Il peut être fait obstacle à l'examen de la responsabilité du gardien de la chose lorsque le fait de la victime est à l'origine exclusive de son dommage (Cour de cassation, 2ème chambre civile, 07 avril 2022, n°20-19.746).
S’agissant de l’exonération totale du gardien de sa responsabilité, le fait d’un tiers ou la faute de la victime doit constituer un cas de force majeure (Cour de cassation, 2ème chambre civile, 08 février 2018, n°17-12.456). La force majeure présente un caractère imprévisible et irrésistible (Cour de cassation, Assemblée plénière, 14 avril 2006, n°02-11.168).
S’agissant de l’exonération partielle du gardien de sa responsabilité, il doit prouver que la faute de la victime a contribué à son dommage (Cour de cassation, 2ème chambre civile, 16 janvier 2020, n°19-14.821). Le gardien de la chose instrument du dommage est, hors le cas de force majeure ou de faute de la victime, tenu d'indemniser intégralement celle-ci, sauf son recours éventuel contre les tiers qui auraient concouru à la production du dommage (Cour de cassation, 2ème chambre civile, 26 avril 1990, n°88-19.820).

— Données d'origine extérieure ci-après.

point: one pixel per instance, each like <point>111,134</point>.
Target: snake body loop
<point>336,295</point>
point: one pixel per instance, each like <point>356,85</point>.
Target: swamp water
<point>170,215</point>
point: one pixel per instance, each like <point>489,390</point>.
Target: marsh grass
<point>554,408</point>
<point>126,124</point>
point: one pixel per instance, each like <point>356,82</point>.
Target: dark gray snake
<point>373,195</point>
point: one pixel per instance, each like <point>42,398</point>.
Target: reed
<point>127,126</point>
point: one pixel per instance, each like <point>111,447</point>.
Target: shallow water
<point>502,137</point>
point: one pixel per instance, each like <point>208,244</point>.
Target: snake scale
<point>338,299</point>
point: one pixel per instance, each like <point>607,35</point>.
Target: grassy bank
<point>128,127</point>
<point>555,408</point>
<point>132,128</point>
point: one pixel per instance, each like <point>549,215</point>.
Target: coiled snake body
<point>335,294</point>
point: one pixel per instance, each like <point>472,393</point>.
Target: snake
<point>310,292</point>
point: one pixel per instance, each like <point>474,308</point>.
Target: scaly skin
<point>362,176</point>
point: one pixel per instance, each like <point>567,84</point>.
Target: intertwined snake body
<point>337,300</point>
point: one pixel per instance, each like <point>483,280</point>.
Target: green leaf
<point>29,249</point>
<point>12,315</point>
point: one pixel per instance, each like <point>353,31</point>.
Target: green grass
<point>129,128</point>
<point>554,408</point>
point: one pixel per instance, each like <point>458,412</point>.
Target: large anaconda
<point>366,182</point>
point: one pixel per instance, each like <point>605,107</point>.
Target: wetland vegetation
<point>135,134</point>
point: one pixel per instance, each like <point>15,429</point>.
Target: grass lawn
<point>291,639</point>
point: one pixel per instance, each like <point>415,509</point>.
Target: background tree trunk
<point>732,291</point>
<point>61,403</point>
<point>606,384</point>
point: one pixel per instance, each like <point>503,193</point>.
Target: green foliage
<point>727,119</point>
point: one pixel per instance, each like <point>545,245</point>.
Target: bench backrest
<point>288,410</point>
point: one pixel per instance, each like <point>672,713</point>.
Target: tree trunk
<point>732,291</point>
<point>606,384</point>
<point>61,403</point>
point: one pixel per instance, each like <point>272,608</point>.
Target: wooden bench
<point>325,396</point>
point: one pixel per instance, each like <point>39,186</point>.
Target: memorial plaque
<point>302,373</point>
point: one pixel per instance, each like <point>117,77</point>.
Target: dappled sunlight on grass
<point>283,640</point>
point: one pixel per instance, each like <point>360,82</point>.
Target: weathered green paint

Les consorts [C]/[W] soutiennent qu’en application de la disposition précitée du code civil, la société EUROPORTE FRANCE, gardienne du train ayant percuté [G] [C], engage sa responsabilité sans faute du fait des choses et que de nombreux facteurs internes à « SNCF MOBILITES » ont concouru à la réalisation du dommage.
S’agissant de la responsabilité de la première société, ils se prévalent de la jurisprudence de plusieurs cours d’appel considérant que la présence d’un voyageur sur les rails au niveau d’un passage piéton n’est ni imprévisible, ni irrésistible, de sorte qu’il n’y a pas de force majeure. Ils indiquent également que les circonstances de l’accident excluent toute faute de la part de la victime.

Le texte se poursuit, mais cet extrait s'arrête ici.